I also asked whether they had received representations on the subject of remuneration from proxy advisory services and fund managers. She indicated there had been but mainly focused on other issues than the LTIP (in fact they got only 67.1% FOR the Remuneration Report, and 86.7% for the Remuneration Policy which are very low numbers). I said I had no objection to an increase in base pay if justified, but the LTIP was an example of how pay is ratcheting up and it sets a very bad precedent that other companies will follow to have a 400% bonus maximum. I have of course argued with Ms Patten before on the remuneration schemes at this company to no effect, so I chose to vote against her and her two colleagues on the Remuneration Committee but she still collected most of the proxy votes. No other shareholders in the meeting, other than my son Alex who holds the shares also, voted against the remuneration resolutions or the directors which rather demonstrates that when shareholders are happy with a company’s financial performance, they will vote for anything.

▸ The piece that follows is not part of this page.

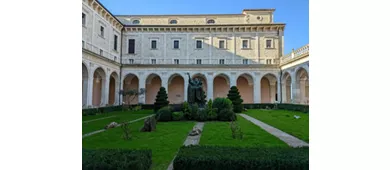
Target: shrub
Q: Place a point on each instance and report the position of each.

There were few other questions from shareholders at the meeting, but after the formal part had finished I asked the Chairman why he only managed to achieve 79.6% of votes in support of his appointment. He said this was because of complaints of “over-boarding”, i.e. that he had too many roles. In fact he has 4 other Chairman roles and one other non-executive directorship which I certainly think is too many and is contrary to ShareSoc’s guidelines. He argued that it was no problem and he did not agree with the current attitude of some proxy advisory services. I disagreed. The duties of directors are more onerous than ever, particularly if the job is to be done properly. Even small difficulties at a company can create a lot of extra work. One of course only has to look at Patisserie Holdings and their recent difficulties where Luke Johnson had lots of other commitments and failed to pick up what appears to be a massive fraud executed by the finance director. Peter Allen seems to think that all he has to do is turn up for a few board meetings each year, let the executive directors get on with business and do not much else. But Abcam is becoming a large company where the Chairman’s role is much more significant than that.

I voted against the Chairman anyway because I think Chairman should be familiar with company law and how to handle questions at meetings. Good ones do of course know how to answer questions without giving out sensitive information or avoiding direct answers but it is certainly not good for the Chairmen to start an argument with a shareholder in a meeting on any subject. Some Chairmen need to take a lesson in how to handle awkward folks like me who are not easily ignored.